وَقَالَ الْإِنسَانُ مَا لَهَا

3- Ve İnsan der ki: “Ne oluyor buna?”

“El-insan”kelimesinin başındaki marifelik edatı, aynı Asr sûresindeki ''el-insan'' ifâdesinde olduğu gibi “istiğrak” anlamına alınarak tek bir insan anlamında değil“insanlar” olarak anlaşılmalıdır. (Bkz. Kurtubî)

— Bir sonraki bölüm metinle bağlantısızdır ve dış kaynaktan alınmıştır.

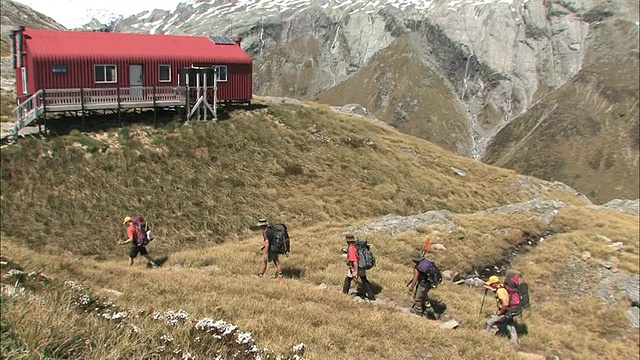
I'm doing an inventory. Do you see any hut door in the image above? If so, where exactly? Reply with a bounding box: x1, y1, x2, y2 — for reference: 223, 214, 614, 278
129, 64, 143, 99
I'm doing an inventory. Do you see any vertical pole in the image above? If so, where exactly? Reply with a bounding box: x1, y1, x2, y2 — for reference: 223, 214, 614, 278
80, 88, 85, 130
196, 70, 202, 121
116, 85, 122, 128
213, 71, 218, 122
184, 83, 191, 122
152, 85, 157, 128
202, 70, 208, 122
38, 89, 47, 134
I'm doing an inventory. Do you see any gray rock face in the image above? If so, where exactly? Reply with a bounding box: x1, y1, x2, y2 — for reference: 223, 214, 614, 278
599, 199, 640, 215
347, 211, 456, 235
626, 306, 640, 329
102, 0, 634, 157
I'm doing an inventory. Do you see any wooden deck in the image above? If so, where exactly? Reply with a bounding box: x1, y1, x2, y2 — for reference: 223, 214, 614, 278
8, 86, 190, 141
42, 87, 187, 112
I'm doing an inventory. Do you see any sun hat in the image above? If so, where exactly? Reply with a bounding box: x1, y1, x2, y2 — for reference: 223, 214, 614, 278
411, 250, 424, 262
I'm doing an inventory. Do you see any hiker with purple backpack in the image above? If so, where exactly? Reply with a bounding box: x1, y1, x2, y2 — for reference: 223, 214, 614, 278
408, 250, 442, 320
116, 216, 157, 268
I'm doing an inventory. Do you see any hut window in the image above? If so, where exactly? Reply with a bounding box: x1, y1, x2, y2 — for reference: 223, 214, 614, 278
216, 65, 227, 81
93, 64, 118, 83
158, 65, 171, 82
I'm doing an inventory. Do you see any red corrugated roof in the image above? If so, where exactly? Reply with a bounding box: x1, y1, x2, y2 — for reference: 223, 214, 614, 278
24, 29, 252, 64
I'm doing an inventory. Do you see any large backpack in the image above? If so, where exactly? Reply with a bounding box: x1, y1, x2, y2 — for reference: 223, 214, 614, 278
133, 215, 153, 246
267, 224, 291, 254
416, 258, 442, 287
504, 273, 530, 316
355, 240, 376, 270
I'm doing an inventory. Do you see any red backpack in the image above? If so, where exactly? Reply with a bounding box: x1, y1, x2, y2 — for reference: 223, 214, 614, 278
503, 274, 529, 316
133, 215, 153, 246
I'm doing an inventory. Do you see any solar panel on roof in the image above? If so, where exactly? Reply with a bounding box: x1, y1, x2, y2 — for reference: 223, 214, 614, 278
209, 35, 236, 45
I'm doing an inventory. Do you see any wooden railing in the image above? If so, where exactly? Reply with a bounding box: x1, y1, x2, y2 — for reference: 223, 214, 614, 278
9, 90, 44, 142
44, 86, 186, 108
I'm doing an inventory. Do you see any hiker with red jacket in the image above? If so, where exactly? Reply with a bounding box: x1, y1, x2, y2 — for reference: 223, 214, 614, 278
483, 275, 520, 349
342, 234, 375, 300
408, 250, 440, 320
116, 216, 157, 268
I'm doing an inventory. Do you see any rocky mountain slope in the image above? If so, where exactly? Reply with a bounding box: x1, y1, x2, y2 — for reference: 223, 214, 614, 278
109, 0, 629, 157
483, 21, 640, 202
102, 0, 638, 201
0, 0, 64, 56
0, 0, 64, 116
2, 0, 638, 201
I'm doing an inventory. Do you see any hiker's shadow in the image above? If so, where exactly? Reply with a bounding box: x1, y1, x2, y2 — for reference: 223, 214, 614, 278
429, 298, 447, 314
357, 281, 382, 297
153, 255, 169, 266
496, 321, 529, 337
282, 266, 304, 279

Son saat, dünyanın alışılagelmiş rutininin bozulduğu, insanların şaşkın bir hâlde ne yapacaklarını bilmedikleri bir felâket ve sondur. (Bkz. Hac:2) Yeniden kıyam için gerçekleşecek bu yıkım ilk üç âyette birinci sahne olarak anlatılmış ve sonrasında, Kurân’ın din veya hesap günü dediği âhiret hayatı başlamıştır.

-------------------

يَوْمَئِذٍ تُحَدِّثُ أَخْبَارَهَا

4- O gün haberlerini anlatacak.

Âyette arz, yer kabuğunun yapılanlara şahitliğinden bahsediliyor. Arzın konuşması; Arzdan yaratılanların konuşması şeklinde anlamakta mümkündür. “Sizi arzdan yaratan O'dur" (Hud:61) Her maddenin bir hafızası olduğunu şu an bilmekteyiz. Ayrıca Fussilet 20 ve 21. âyetlerde uzuvlarında ihbarından bahsedilir. ''Ve onlar (ateşe) yaklaştıklarında, kulakları, gözleri ve derileri onlara karşı tanıklık yapacak ve onların (yeryüzünde) yaptıklarını anlatacaklar ve kendi ciltlerine (uzuvlarına): 'Niçin bizim aleyhimize şahitlik ettiniz?' dediler. (Onlar da) dediler ki: 'Bizi, her şeyi söyleten Allah söyletti.' Sizi ilk defa O yarattı ve O’na döndürüleceksiniz.” (Fussilet:20-21)

Allah kişinin uzuvlarını bile konuşturmaktadır. Benzer bir kullanım şu âyette de karşımıza çıkar: “O gün onların ağızlarını mühürleriz; yaptıklarını bizlere elleri anlatır, ayakları da şahitlik eder.” Yasin:65

-------------------

بِأَنَّ رَبَّكَ أَوْحَى لَهَا

5- Rabbinin ona vahyetmesi ile.

Vahyetmek; gizlice, farkında olmadan fısıldamak, bilgilendirmek ve âşikâr olmadan yapacakları emretmektir. Arıya vahyedilmesi veya yedi kat göğe emrinin vahyedilmesinde olduğu gibi.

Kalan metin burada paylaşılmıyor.